The only international aid agency working actively in Syria, it now deploys 30 expatriate workers in the country, Kellenberger said, noting that they travel without armed escort.
"The ICRC remains the only international humanitarian actor working in his very dangerous context. And that does not go without saying, I have to tell you," he said.
On Friday, a Syrian Red Crescent volunteer was shot dead on first aid duty in Deir al-Zor, an eastern province affected by heavy shelling and fierce fighting between security forces and rebels who have joined the uprising against President Bashar al-Assad's rule.
The United Nations, which said on Friday that 1.5 million Syrians now need assistance, has been largely shut out of Syria.
The world body is still trying to deploy U.N. aid workers under an agreement clinched with the government earlier this month - but now stalled - to launch a massive aid program. But the Syrian Red Crescent has distributed some U.N. supplies.

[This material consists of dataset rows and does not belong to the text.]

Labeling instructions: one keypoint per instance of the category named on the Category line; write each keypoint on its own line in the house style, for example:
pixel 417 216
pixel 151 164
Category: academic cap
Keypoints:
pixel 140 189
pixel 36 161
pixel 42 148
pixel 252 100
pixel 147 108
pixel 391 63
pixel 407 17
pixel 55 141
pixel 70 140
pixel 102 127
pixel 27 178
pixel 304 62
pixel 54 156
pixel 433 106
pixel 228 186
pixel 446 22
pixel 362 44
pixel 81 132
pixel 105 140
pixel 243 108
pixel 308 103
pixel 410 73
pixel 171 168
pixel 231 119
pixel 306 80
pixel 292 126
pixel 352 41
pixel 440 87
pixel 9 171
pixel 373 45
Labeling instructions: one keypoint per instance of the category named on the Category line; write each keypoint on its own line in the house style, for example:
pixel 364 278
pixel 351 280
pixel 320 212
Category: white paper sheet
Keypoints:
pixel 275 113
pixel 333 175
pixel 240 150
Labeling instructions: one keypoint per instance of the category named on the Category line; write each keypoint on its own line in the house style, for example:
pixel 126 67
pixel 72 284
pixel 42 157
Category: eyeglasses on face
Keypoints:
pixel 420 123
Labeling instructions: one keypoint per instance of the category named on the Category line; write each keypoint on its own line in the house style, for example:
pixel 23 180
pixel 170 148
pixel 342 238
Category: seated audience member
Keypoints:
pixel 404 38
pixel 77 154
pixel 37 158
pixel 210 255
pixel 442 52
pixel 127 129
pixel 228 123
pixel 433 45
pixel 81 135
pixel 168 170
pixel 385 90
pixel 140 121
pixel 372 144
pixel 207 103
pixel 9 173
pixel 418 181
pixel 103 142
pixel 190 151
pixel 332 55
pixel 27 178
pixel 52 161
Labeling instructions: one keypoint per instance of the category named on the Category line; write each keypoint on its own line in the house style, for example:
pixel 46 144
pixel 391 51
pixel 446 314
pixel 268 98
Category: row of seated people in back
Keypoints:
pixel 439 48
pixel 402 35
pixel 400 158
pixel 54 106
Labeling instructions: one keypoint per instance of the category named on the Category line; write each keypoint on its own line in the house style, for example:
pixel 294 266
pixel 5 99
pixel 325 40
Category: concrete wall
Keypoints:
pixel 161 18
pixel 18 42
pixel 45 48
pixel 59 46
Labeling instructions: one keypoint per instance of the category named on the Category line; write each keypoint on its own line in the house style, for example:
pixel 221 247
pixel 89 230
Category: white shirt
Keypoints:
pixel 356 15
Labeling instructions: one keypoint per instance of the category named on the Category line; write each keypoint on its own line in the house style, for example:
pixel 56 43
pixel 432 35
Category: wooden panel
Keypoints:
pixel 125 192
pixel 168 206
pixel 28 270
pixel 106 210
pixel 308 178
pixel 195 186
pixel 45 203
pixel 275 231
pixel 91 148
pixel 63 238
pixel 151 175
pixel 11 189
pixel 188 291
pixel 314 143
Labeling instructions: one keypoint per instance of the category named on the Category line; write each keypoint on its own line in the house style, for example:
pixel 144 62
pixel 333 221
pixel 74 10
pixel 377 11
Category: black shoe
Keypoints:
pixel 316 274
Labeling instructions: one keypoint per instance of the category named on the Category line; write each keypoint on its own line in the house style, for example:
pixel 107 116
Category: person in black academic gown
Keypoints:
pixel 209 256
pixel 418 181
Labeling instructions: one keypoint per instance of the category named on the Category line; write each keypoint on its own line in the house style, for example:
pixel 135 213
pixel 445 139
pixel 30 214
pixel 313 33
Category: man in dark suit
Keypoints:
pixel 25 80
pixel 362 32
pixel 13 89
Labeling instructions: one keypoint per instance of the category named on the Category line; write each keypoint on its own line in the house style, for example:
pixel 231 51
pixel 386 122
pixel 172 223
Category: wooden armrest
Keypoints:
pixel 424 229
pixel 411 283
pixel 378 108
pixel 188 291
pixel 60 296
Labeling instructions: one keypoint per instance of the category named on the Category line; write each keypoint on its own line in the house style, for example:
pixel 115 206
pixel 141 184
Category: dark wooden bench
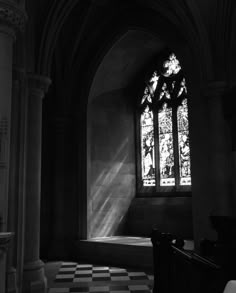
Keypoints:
pixel 179 270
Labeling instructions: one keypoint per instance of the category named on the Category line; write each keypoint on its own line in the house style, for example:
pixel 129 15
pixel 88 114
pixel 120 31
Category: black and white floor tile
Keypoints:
pixel 84 278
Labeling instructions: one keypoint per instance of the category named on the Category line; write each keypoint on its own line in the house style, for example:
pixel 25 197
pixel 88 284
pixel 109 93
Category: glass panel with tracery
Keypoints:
pixel 166 149
pixel 147 148
pixel 183 144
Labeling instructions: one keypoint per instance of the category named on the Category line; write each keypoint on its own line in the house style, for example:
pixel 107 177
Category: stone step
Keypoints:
pixel 117 251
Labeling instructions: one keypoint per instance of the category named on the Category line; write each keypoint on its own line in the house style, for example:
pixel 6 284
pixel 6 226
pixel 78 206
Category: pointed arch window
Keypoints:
pixel 164 149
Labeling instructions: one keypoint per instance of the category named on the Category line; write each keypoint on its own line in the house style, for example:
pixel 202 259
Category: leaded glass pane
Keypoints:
pixel 183 142
pixel 166 150
pixel 147 148
pixel 171 65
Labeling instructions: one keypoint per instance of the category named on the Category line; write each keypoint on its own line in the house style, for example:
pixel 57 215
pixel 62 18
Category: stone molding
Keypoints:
pixel 38 84
pixel 11 15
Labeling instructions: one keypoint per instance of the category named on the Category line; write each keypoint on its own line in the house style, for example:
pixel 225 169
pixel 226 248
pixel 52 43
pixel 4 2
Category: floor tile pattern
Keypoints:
pixel 84 278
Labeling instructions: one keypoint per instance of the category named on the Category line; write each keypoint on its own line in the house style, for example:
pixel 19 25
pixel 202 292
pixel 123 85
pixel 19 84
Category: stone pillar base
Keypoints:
pixel 11 281
pixel 34 280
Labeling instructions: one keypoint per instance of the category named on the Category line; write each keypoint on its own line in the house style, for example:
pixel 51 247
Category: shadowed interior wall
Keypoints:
pixel 111 163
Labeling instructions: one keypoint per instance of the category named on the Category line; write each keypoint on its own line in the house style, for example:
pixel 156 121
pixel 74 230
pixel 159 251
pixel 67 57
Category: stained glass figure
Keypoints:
pixel 171 66
pixel 166 150
pixel 183 88
pixel 183 144
pixel 146 96
pixel 147 148
pixel 164 92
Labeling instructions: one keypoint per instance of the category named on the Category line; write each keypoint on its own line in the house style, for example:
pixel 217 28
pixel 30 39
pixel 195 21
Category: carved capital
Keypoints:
pixel 12 16
pixel 38 84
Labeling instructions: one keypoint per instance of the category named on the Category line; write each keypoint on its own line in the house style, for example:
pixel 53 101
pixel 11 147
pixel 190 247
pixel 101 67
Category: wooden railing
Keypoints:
pixel 177 270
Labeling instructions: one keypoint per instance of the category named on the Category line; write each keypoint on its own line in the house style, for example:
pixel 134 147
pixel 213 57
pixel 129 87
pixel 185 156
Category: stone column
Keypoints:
pixel 228 101
pixel 12 19
pixel 219 151
pixel 34 279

"Would a U.N. organization be ready for security reasons to work on the ground in this context? There is a big difference between giving responsibility to somebody else to carry out humanitarian work and being engaged yourself in humanitarian work," Kellenberger said.
ICRC officials have visited two prisons, in Damascus and Aleppo, since September to ensure that conditions of detention are decent and to prevent the use of torture. It has yet to secure access to prisoners held by militants, Kellenberger said.